To do so, please follow these steps:
Register for LISS access here
Join the OSE Zulip Workspace
Contact: Mariam Petrosyan
Modes of Use¶
There are three prototypical ways how to use the repository:
Raw Files: You can use this repository just to have an easy access to the raw LISS files all in one place.
Prepared Files: For many use cases it is more efficient if you make use of the already implemented data cleaning and use the prepared files. For this, you need to run the pipeline using pytask. Just select your preferred format(s) (.dta, .csv, .pickle) in config.py. You find the prepared files under out/data.
Implement your own changes: Once you start to use the prepared files, it is not unlikely that you would like to change something (possible due to errors, or incompletely cleaned variables). Feel free to change the renaming files, adjust the specific cleanings for a given study, or add new waves to your study. In this case, you need to know about the precise implementation details and you should continue reading. You will you need to know some Python.
Setting up the Project¶
Make sure you have your conda environment up to date. Basic requirements are specified in the environment.yml file. In the root folder of the project:
run conda develop .
run pytask
This resource can be helpful to get an understanding of pytask: pytask documentation
Structure¶
data/ contains all raw data sets of the LISS panel that are publicly available. For each questionnaire, we collected (1) the English codebook as .pdf and (2) the Stata data file. Each folder contains either these files directly (if it is a Single Wave Study) or subfolders for each wave “wave-1”, “wave-2”, etc.

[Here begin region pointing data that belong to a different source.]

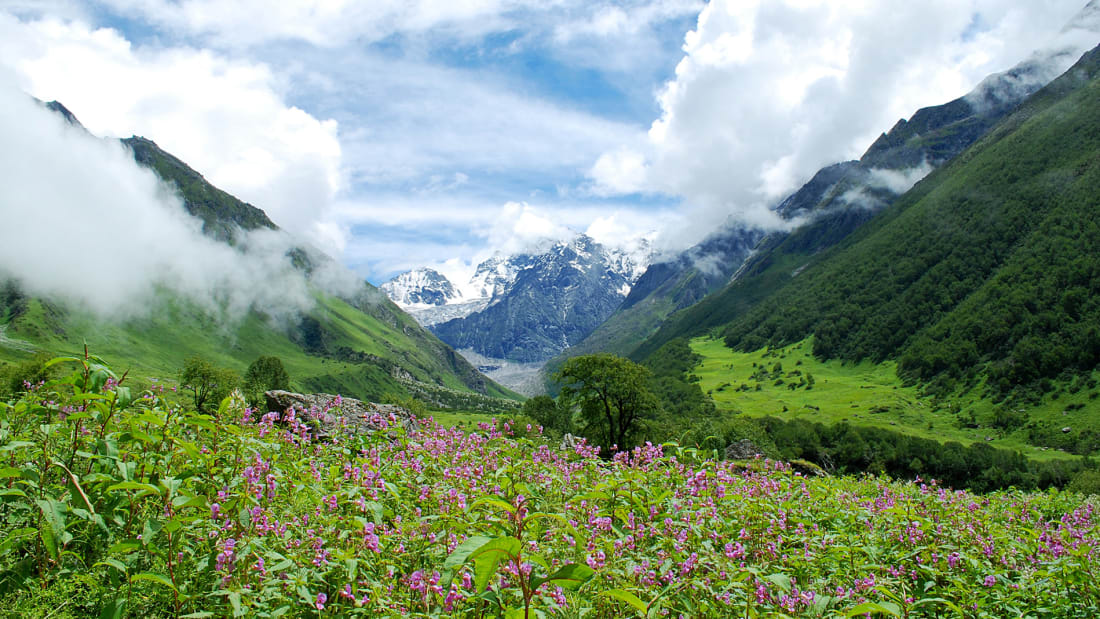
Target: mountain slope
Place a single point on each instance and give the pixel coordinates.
(554, 300)
(987, 268)
(356, 342)
(842, 198)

liss_data_specs/ contains renaming and replacing files that specify the new variable names for each study and new value names for some studies. In addition, the file specification/data_sets_specs.json lists all studies that should be cleaned and specifies more information about these studies (like the file name).
liss_data/ contains the files for the data cleaning.
corona_preparation/ contains the files for the cleaning the data from corona questionaire.
corona_prep_specs/ contains renaming and replacing files for corona questionaire.
The repository only contains raw files and scripts. All output files need to be produced by running pytask and can then be found under out/data.